Because she wears this outer skin of steel it’s easy to forget that Ronnie’s had to spend so much of her life slaying demons.

She tells me, ‘A middle-aged woman greeted me downstairs. Funny thing is, I can barely recall what she looked like. She explained that the job was basic clerical and admin work. They needed someone to start early the next day. I couldn’t believe my luck.’ Ronnie’s voice grows heavy. ‘She said it was best that I spend the night. That wasn’t a problem from my end since I took every chance I got not to go home. And it was a nice enough room.’

‘Are you sure you want to do this?’ I still need to give her that choice.

She points at a door. I open it and Ronnie follows me in. It’s empty except for one side of a floral curtain half hanging off the window. ‘I was checked in at reception and then brought up here.’ Ronnie proceeds to paint a picture. ‘There was a bed there and a table. A wardrobe here and a TV over there. It was a nice room actually. Like a hotel.’

She stares into the middle distance. ‘And the screaming came from down there.’

‘Screaming?’ I choke out. It’s as if I can hear screaming now; shrill, echoing and hollow.

‘That’s what I thought I heard. And groaning. Then it was quiet.’

I take Ronnie’s hand and hold it tight. We leave the room and walk hand in hand towards where she thinks the screaming came from. At the end of the corridor, we find a smaller room.

‘In the middle of the night,’ Ronnie speaks barely above a whisper, ‘they came in masks and made me undress and put on a white gown. Then they brought me down here. I had to sit on a chair in there.’

Ronnie guides me through to the next room, a long, oblong space that resembles a laboratory. Or a place where autopsies are performed. Sinks line the walls and in the middle of the room is a raised slab that looks as if it might once have been the final resting place for a corpse. The surfaces are all a clinical white. Antiseptic evil, that’s the stink in here, a harsh abrasive that fails to scrub away nightmares.

Through the touch of our hands, I can feel Ronnie wants to run. I do too.

‘What happened here?’

She tells me. ‘I was waiting next door, I sensed something bad was going on in here and I took my chance to escape. I found the back entrance, scarpered across the courtyard outside, climbed on a bin and over the wall I went. I landed on the other side and ran. A couple of minutes later guys with dogs were chasing me.’

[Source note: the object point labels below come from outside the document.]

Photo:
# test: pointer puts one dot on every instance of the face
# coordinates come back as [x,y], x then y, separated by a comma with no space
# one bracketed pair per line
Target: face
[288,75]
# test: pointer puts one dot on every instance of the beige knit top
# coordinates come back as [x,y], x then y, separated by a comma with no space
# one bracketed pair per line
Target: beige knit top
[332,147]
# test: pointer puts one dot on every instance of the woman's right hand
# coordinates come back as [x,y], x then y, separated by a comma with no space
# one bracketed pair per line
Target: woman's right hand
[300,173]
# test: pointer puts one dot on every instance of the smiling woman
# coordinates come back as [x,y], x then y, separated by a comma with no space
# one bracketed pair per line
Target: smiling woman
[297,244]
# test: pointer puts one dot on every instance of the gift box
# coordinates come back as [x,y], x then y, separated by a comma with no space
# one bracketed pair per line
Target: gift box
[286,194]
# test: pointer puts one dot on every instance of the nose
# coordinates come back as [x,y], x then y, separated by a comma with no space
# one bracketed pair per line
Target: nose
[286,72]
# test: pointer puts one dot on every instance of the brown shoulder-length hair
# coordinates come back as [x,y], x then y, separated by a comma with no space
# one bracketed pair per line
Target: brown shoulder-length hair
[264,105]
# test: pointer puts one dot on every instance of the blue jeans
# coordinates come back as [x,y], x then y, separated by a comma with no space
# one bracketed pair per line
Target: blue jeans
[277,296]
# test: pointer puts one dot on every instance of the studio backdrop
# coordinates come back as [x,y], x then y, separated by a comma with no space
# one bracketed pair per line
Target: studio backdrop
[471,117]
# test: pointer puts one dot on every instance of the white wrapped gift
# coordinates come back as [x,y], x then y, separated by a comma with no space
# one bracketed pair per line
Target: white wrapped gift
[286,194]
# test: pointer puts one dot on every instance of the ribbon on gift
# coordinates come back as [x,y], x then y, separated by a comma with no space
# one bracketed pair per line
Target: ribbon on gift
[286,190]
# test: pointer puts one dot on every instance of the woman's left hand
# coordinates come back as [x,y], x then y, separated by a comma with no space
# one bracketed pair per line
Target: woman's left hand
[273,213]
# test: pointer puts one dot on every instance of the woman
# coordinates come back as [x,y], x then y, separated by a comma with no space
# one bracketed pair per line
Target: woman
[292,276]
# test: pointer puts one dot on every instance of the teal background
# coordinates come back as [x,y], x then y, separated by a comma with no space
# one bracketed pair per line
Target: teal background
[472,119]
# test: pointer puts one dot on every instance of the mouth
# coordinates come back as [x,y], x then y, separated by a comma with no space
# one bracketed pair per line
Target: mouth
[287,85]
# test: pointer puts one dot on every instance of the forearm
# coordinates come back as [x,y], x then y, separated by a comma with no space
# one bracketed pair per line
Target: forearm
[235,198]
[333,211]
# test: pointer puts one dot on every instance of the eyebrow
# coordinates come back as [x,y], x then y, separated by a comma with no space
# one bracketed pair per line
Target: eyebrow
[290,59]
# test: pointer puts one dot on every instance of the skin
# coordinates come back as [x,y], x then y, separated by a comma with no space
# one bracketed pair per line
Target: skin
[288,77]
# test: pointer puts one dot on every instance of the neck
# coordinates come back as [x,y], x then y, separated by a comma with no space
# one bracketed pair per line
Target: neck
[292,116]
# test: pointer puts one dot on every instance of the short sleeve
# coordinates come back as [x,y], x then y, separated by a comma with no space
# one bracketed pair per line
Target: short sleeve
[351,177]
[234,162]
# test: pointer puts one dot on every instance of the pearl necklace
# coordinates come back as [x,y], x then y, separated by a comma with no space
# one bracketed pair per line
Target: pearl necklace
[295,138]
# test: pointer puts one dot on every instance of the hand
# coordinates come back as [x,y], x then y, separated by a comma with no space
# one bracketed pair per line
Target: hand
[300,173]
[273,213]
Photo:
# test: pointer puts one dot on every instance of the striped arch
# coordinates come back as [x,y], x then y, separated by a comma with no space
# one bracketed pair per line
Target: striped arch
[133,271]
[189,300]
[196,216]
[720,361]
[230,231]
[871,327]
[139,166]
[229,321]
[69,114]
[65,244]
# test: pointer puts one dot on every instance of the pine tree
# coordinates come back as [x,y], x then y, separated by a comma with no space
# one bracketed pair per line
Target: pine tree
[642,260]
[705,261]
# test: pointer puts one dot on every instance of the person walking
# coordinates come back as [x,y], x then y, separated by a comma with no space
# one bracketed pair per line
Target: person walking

I shudder with horror at the picture she paints. I see a young Ronnie lit up by flashing lights, large dogs behind her. Running, breathing fast, the awful fear of whether she was going to escape. The baying and sharp-toothed dogs getting ever closer.

‘I kept going and didn’t stop. The next couple of days, I ran by night and hid by day until I came to a motorway. I followed it to a service station. In my tattered white gown, I hitched to the next city and let it swallow me up.’

We stand in silence for a moment. It feels like mourning. Ronnie has had enough and leads me outside, and that’s when we hear the panting, huffing breathing behind us. We stare at each other, frozen.

It’s me that turns around. I sag in relief; it is a dog, but it pads towards us in the rhythm of a bored animal pleased to find a distraction. He half-heartedly barks at us.

A security guard appears. ‘Would you ladies like to tell me what you’re doing here? This is private property and you’re trespassing. I suppose it’s drugs, is it? You’ll have to come with me.’

I planned for the possibility of a security guard along with my crowbar. ‘Trespassing? Drugs? I’m a doctor at the hospital.’